Read This First – My Beliefs

First published 5 July 2017. Last updated 7 September 2017.

This post clarifies some of my most important philosophical beliefs, which I take for granted in much of my other writing.

I am a consequentialist and a utilitarian. I’ve written about my flavor of utilitarianism here. In brief, that flavor is {hedonic, non-negative, total, act} as opposed to, for example, {preference, negative, average, rule}. In briefer, I think Bentham pretty much had it right. Utilitarianism beats other ethical systems because of its simplicity, in virtue of which it’s sort of correct by definition, so I try to keep it that way. Most of the complexity is in the application, not the theory, and many post-Bentham strains of utilitarianism confuse application with theory. This simple view doesn’t mean that utilitarianism is trivial; it just means that it doesn’t do what people usually expect ethical systems to do. It tell us to do the calculus (to add up all the good and bad impacts to get the net impact) for each possible action, and to take the action which has the best net impact.

What does this mean for how we ought to actually live on a daily basis? My thinking on this question borrows several points from Peter Singer’s Famine, Affluence, and Morality:

  • There’s no such thing as supererogation (“moral extra credit”).
  • No amount of true selfishness (as opposed to, for example, self-care which makes one more effective in the long run) is ethically justified.
  • Traditional moral categories like “right”, “wrong”, “okay”, and “above and beyond” are misguided. Actions should be evaluated on an ethical spectrum, relative to the rest of a choice set. Suppose you have three actions available to you. Action A decreases global utility by 1. Action B increases global utility by 1. Action C increases global utility by 10. So to sum up, your choice set is {A, B, C} and their respective impacts on global utility are {-1, 1, 10}. Actions A and B are both unethical here, even though it seems like B improves the world slightly, because it’s wrong to abstain from C as long as it is available (see the next bullet). In this context, A and B are more similar to each other than B and C. There’s nothing special about the 0 line that makes A “wrong” and B and C “right” or “okay”. The only right thing at any time is to take an action with the best expected impact on global utility. All other actions are wrong, and some are more wrong than others. So it’s silly to say that a particular action has a particular ethical valence across the board, independent of the rest of the choice set. If C is not available, then B is right.
  • There’s no intrinsic ethical difference between, for example, doing a bad thing and failing to do an equally good thing.
  • The proximity of an event to you does not intrinsically affect the event’s ethical importance.

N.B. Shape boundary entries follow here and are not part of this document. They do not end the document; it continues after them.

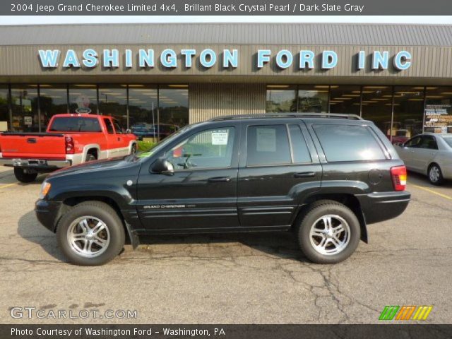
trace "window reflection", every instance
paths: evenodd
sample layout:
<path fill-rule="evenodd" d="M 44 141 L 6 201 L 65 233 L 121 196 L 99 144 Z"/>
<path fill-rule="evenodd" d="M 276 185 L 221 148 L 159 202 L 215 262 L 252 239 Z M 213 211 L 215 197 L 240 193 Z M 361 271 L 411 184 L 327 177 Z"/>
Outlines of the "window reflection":
<path fill-rule="evenodd" d="M 298 112 L 323 113 L 328 112 L 328 85 L 298 87 Z"/>
<path fill-rule="evenodd" d="M 159 89 L 160 138 L 166 138 L 189 124 L 188 85 L 168 85 Z"/>
<path fill-rule="evenodd" d="M 114 117 L 121 126 L 127 126 L 127 85 L 100 85 L 99 113 Z"/>
<path fill-rule="evenodd" d="M 452 133 L 452 87 L 427 87 L 424 131 Z"/>
<path fill-rule="evenodd" d="M 143 85 L 129 86 L 129 128 L 139 140 L 157 138 L 157 87 Z"/>
<path fill-rule="evenodd" d="M 288 85 L 267 86 L 267 113 L 297 112 L 297 88 Z"/>
<path fill-rule="evenodd" d="M 423 111 L 424 87 L 394 88 L 393 143 L 404 143 L 412 136 L 422 133 Z"/>
<path fill-rule="evenodd" d="M 8 108 L 8 86 L 6 85 L 0 85 L 0 132 L 8 131 L 11 129 Z"/>
<path fill-rule="evenodd" d="M 392 92 L 392 86 L 362 86 L 362 117 L 374 121 L 388 138 L 391 133 Z M 398 127 L 393 126 L 392 133 Z"/>
<path fill-rule="evenodd" d="M 69 86 L 69 112 L 97 113 L 97 85 L 71 85 Z"/>
<path fill-rule="evenodd" d="M 13 129 L 21 132 L 38 132 L 37 85 L 11 86 Z"/>
<path fill-rule="evenodd" d="M 41 129 L 46 131 L 49 121 L 55 114 L 67 113 L 68 95 L 66 85 L 40 85 Z"/>
<path fill-rule="evenodd" d="M 330 90 L 330 112 L 359 115 L 361 87 L 332 85 Z"/>

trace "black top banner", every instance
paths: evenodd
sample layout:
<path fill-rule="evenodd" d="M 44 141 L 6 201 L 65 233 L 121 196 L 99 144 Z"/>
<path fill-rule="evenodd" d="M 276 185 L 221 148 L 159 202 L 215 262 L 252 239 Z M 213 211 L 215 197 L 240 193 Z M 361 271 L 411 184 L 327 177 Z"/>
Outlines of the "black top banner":
<path fill-rule="evenodd" d="M 1 16 L 447 16 L 444 0 L 10 0 Z"/>

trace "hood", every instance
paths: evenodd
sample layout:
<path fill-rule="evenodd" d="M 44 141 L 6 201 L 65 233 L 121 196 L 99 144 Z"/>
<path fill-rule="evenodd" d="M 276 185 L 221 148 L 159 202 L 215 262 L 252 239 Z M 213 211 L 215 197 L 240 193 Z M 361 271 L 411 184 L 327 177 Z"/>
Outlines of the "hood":
<path fill-rule="evenodd" d="M 140 166 L 140 162 L 137 160 L 129 160 L 129 155 L 125 157 L 112 157 L 102 160 L 90 161 L 83 164 L 76 165 L 70 167 L 58 170 L 51 173 L 47 178 L 56 178 L 72 174 L 81 174 L 90 173 L 90 176 L 97 176 L 97 174 L 105 177 L 107 171 L 121 171 L 131 167 Z"/>

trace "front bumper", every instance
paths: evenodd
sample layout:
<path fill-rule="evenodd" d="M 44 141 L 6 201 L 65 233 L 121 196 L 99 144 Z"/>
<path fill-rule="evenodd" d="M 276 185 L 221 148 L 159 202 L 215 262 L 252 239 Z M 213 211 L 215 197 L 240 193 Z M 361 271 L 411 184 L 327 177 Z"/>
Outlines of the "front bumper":
<path fill-rule="evenodd" d="M 411 194 L 406 191 L 375 192 L 357 196 L 367 224 L 393 219 L 402 214 L 410 203 Z"/>
<path fill-rule="evenodd" d="M 0 157 L 0 165 L 10 167 L 34 168 L 37 170 L 56 170 L 67 167 L 72 161 L 67 159 L 15 159 Z"/>
<path fill-rule="evenodd" d="M 46 228 L 55 232 L 56 224 L 62 215 L 62 206 L 59 201 L 37 200 L 35 203 L 36 218 Z"/>

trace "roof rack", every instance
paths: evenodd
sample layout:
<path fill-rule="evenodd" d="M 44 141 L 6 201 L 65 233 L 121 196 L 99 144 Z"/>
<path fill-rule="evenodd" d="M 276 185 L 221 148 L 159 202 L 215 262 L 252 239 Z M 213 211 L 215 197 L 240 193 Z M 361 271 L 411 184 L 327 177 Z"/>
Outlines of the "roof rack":
<path fill-rule="evenodd" d="M 235 120 L 240 119 L 262 119 L 262 118 L 333 118 L 347 119 L 350 120 L 362 120 L 357 114 L 346 114 L 342 113 L 260 113 L 254 114 L 223 115 L 217 117 L 209 121 L 221 121 L 223 120 Z"/>

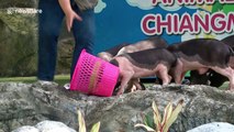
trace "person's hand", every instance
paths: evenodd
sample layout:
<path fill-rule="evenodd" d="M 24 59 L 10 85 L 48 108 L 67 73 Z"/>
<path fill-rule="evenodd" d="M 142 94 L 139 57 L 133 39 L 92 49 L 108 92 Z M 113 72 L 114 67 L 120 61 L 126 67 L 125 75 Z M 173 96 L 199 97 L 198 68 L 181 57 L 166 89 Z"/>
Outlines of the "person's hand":
<path fill-rule="evenodd" d="M 75 11 L 69 11 L 68 13 L 66 13 L 66 25 L 67 25 L 67 30 L 68 32 L 70 32 L 70 29 L 73 26 L 74 20 L 78 20 L 78 21 L 82 21 L 82 18 L 80 15 L 78 15 Z"/>

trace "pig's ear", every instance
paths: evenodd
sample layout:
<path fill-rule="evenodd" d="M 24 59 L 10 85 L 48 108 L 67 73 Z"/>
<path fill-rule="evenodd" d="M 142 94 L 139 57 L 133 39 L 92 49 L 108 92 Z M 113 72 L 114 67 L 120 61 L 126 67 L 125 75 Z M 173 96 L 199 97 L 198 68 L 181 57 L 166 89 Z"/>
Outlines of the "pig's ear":
<path fill-rule="evenodd" d="M 111 59 L 110 63 L 119 67 L 119 62 L 116 59 Z"/>

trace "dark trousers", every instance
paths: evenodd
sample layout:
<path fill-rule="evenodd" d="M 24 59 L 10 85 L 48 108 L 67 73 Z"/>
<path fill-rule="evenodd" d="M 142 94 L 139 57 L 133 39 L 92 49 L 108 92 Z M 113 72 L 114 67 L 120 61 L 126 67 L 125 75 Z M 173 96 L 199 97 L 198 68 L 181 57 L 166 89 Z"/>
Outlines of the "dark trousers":
<path fill-rule="evenodd" d="M 75 37 L 75 47 L 70 67 L 70 77 L 76 67 L 80 52 L 85 48 L 92 53 L 94 40 L 94 13 L 93 10 L 80 11 L 71 1 L 73 9 L 82 18 L 82 21 L 74 21 L 71 31 Z M 57 41 L 65 14 L 58 0 L 40 0 L 38 9 L 38 65 L 37 78 L 40 80 L 54 80 L 57 58 Z"/>

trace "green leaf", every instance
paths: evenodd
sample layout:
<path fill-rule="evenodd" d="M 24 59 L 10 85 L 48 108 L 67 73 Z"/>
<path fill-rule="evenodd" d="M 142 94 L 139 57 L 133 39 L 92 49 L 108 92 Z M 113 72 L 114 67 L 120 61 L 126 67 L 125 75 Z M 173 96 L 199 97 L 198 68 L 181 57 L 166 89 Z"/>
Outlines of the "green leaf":
<path fill-rule="evenodd" d="M 182 110 L 182 103 L 183 100 L 179 100 L 179 102 L 177 103 L 177 107 L 175 108 L 175 110 L 172 111 L 170 118 L 168 119 L 167 123 L 165 124 L 165 132 L 167 132 L 170 128 L 170 125 L 176 121 L 176 119 L 178 118 L 178 114 L 180 113 L 180 111 Z"/>
<path fill-rule="evenodd" d="M 147 132 L 156 132 L 154 129 L 145 124 L 135 124 L 135 128 L 140 128 L 140 127 L 146 129 Z"/>
<path fill-rule="evenodd" d="M 79 122 L 79 132 L 86 132 L 86 122 L 82 118 L 82 114 L 79 110 L 77 110 L 78 113 L 78 122 Z"/>
<path fill-rule="evenodd" d="M 92 129 L 90 132 L 99 132 L 99 129 L 100 129 L 100 121 L 92 125 Z"/>
<path fill-rule="evenodd" d="M 156 124 L 156 131 L 159 131 L 161 129 L 161 124 L 160 124 L 161 117 L 155 101 L 153 101 L 152 108 L 154 110 L 154 122 Z"/>
<path fill-rule="evenodd" d="M 165 110 L 164 110 L 164 120 L 163 120 L 163 122 L 161 122 L 161 125 L 163 125 L 161 130 L 164 130 L 165 124 L 167 123 L 167 121 L 168 121 L 168 119 L 170 118 L 171 113 L 172 113 L 172 103 L 169 102 L 169 103 L 167 105 L 167 107 L 165 108 Z M 164 131 L 164 132 L 165 132 L 165 131 Z M 166 131 L 166 132 L 167 132 L 167 131 Z"/>

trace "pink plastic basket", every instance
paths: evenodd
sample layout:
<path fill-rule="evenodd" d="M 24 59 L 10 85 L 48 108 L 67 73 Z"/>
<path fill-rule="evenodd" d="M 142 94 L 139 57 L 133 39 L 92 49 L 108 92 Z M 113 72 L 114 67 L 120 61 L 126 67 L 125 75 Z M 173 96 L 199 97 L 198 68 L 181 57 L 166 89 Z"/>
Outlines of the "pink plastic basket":
<path fill-rule="evenodd" d="M 119 78 L 119 67 L 82 50 L 77 62 L 70 90 L 110 97 Z"/>

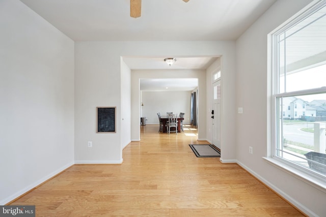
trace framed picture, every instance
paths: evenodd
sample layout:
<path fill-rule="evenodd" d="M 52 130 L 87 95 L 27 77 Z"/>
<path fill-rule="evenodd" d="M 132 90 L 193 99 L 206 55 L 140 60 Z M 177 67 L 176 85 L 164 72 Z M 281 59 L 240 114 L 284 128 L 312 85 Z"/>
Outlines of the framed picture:
<path fill-rule="evenodd" d="M 97 133 L 116 133 L 116 108 L 96 107 Z"/>

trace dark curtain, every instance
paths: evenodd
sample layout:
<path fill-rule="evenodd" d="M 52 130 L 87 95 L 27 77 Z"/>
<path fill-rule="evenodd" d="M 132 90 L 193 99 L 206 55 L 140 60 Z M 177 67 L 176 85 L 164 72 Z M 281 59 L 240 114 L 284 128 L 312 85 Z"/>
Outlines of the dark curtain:
<path fill-rule="evenodd" d="M 197 126 L 197 104 L 196 99 L 196 92 L 194 92 L 192 94 L 191 97 L 191 112 L 190 114 L 190 119 L 192 124 L 194 126 Z"/>

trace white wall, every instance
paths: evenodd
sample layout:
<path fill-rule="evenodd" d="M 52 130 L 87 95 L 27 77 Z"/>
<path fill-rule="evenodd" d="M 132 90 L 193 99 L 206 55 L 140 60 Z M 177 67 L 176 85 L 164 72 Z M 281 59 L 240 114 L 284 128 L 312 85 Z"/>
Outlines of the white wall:
<path fill-rule="evenodd" d="M 162 116 L 167 112 L 178 116 L 183 112 L 183 123 L 189 123 L 191 95 L 191 91 L 142 91 L 142 116 L 146 117 L 146 124 L 158 125 L 158 112 Z"/>
<path fill-rule="evenodd" d="M 270 78 L 267 76 L 267 35 L 311 2 L 278 1 L 236 41 L 236 114 L 238 162 L 310 216 L 325 216 L 326 194 L 269 164 L 262 157 L 268 152 L 271 133 Z M 249 147 L 253 147 L 249 154 Z M 223 150 L 223 149 L 222 149 Z M 270 151 L 269 151 L 270 152 Z"/>
<path fill-rule="evenodd" d="M 121 58 L 121 147 L 131 142 L 131 71 Z M 121 154 L 122 153 L 121 153 Z M 121 156 L 121 158 L 122 156 Z"/>
<path fill-rule="evenodd" d="M 0 1 L 0 204 L 73 164 L 74 42 Z"/>
<path fill-rule="evenodd" d="M 76 163 L 121 163 L 122 132 L 121 120 L 121 56 L 220 56 L 225 58 L 224 68 L 227 85 L 224 103 L 226 110 L 235 111 L 235 42 L 233 41 L 178 42 L 75 42 L 75 158 Z M 193 76 L 194 71 L 186 75 Z M 140 103 L 139 79 L 152 77 L 146 72 L 131 72 L 131 141 L 139 141 Z M 175 72 L 161 71 L 157 77 L 176 77 Z M 137 73 L 136 73 L 137 74 Z M 182 73 L 181 73 L 182 74 Z M 199 113 L 199 139 L 206 137 L 206 75 L 199 79 L 199 99 L 202 107 Z M 146 77 L 147 76 L 147 77 Z M 202 76 L 202 77 L 201 77 Z M 203 88 L 202 90 L 200 90 Z M 124 99 L 124 100 L 126 100 Z M 96 106 L 117 106 L 117 132 L 96 133 Z M 125 111 L 124 112 L 126 112 Z M 224 151 L 226 159 L 234 159 L 235 141 L 232 130 L 235 129 L 233 116 L 226 123 Z M 232 130 L 231 130 L 232 129 Z M 93 147 L 87 147 L 87 142 L 93 141 Z M 228 149 L 229 150 L 228 150 Z"/>

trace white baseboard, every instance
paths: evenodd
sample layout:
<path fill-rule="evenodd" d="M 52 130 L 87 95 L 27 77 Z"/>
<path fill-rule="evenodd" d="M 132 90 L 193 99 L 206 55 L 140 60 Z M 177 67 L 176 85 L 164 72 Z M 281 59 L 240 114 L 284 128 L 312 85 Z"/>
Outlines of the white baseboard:
<path fill-rule="evenodd" d="M 121 164 L 123 159 L 120 161 L 75 161 L 75 164 Z"/>
<path fill-rule="evenodd" d="M 316 214 L 314 212 L 313 212 L 310 209 L 308 209 L 305 206 L 303 205 L 302 203 L 300 203 L 296 200 L 294 200 L 293 198 L 290 197 L 288 195 L 285 193 L 284 192 L 277 188 L 276 186 L 274 185 L 273 184 L 257 174 L 256 172 L 251 170 L 249 168 L 247 167 L 246 165 L 242 164 L 241 162 L 239 162 L 238 161 L 236 161 L 236 163 L 238 164 L 240 167 L 243 168 L 244 169 L 249 172 L 250 174 L 251 174 L 253 176 L 255 177 L 259 180 L 266 184 L 275 192 L 279 194 L 281 197 L 282 197 L 284 199 L 286 200 L 289 203 L 292 204 L 293 206 L 296 207 L 299 210 L 301 210 L 305 214 L 308 215 L 309 216 L 316 216 L 317 217 L 318 215 Z"/>
<path fill-rule="evenodd" d="M 72 163 L 70 163 L 69 164 L 68 164 L 62 167 L 61 167 L 60 168 L 58 169 L 58 170 L 56 170 L 55 171 L 54 171 L 54 172 L 49 174 L 48 175 L 44 176 L 42 178 L 37 180 L 36 181 L 35 181 L 33 184 L 29 185 L 29 186 L 26 187 L 26 188 L 24 188 L 24 189 L 23 189 L 21 190 L 16 192 L 16 193 L 14 194 L 13 195 L 11 195 L 11 196 L 8 197 L 7 198 L 5 198 L 4 200 L 2 200 L 2 201 L 0 201 L 0 205 L 4 205 L 4 204 L 6 204 L 10 202 L 10 201 L 12 201 L 13 200 L 15 200 L 15 199 L 18 198 L 19 197 L 21 196 L 21 195 L 23 195 L 24 194 L 26 193 L 26 192 L 28 192 L 29 191 L 31 191 L 31 190 L 32 190 L 34 188 L 37 187 L 37 186 L 39 185 L 40 184 L 42 184 L 42 183 L 44 182 L 45 181 L 47 181 L 47 180 L 50 179 L 51 178 L 53 177 L 53 176 L 55 176 L 57 174 L 60 173 L 61 172 L 62 172 L 64 170 L 66 170 L 67 168 L 68 168 L 71 167 L 71 166 L 73 165 L 74 164 L 73 163 L 73 162 L 72 162 Z"/>
<path fill-rule="evenodd" d="M 223 159 L 221 157 L 220 158 L 220 161 L 221 161 L 223 164 L 231 164 L 237 163 L 236 160 L 230 159 L 230 160 L 223 160 Z"/>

These observations leave us with an exceptionally demanding notion of what we’re ethically obligated to do. That’s something I’m still wrestling with personally, but its personal difficulty does not impugn its philosophical correctness.

Deciding how to to actually execute utilitarian calculus is often a question for philosophy of mind, not for utilitarianism. Utilitarianism did its entire job by telling us to do the calculus in the first place, rather than by giving us a sketchy list of contrived rules to follow. Philosophy of mind is relevant here because utilitarianism only cares about actions which affect the well-being (utility) of “conscious” beings (whatever “conscious” means!). So it’s up to philosophy of mind (and cognitive science, etc.) to tell us which beings we should care about ethically, and to what degree, and how those beings are impacted by certain actions. Of course, forecasting how an action will affect beings is facilitated by having a generally accurate world model. To that end, I am a naturalist.

On meta-ethics, I am a moral realist. There’s nothing mystical about this. I don’t think morality is written into the fabric of the universe, thereby “really existing” in some Platonic sense. But I think it’s sensible to reason about moral propositions objectively (if this word scares you, sub in “impersonally”) in a way that’s not altogether different from how we reason about scientific or even mathematical propositions. I strongly reject the notion that morality is just a glorified set of personal preferences, and that comparing the moralities of individuals, cultures, or eras is necessarily nonsensical.

My beliefs in the philosophy of mind are messier than my beliefs in ethics. I guess I’m basically a computationalist, and I believe pretty strongly in substrate independence. I’m not sure how we should treat fuzzy or nested minds. I’m inclined to think that consciousness is a real, objective property of physical systems, “out there” to be analyzed.

As long as I find a theory convincing, I try to take its implications literally and seriously, rather than clumsily revising the theory to get more comfortable results. Therefore, I believe it’s important to reduce the suffering of wild animals, including insects and other simple life forms. I also give some credence to seemingly crazy ideas such as Boltzmann brains and panpsychism and infinite-universe subjective immortality.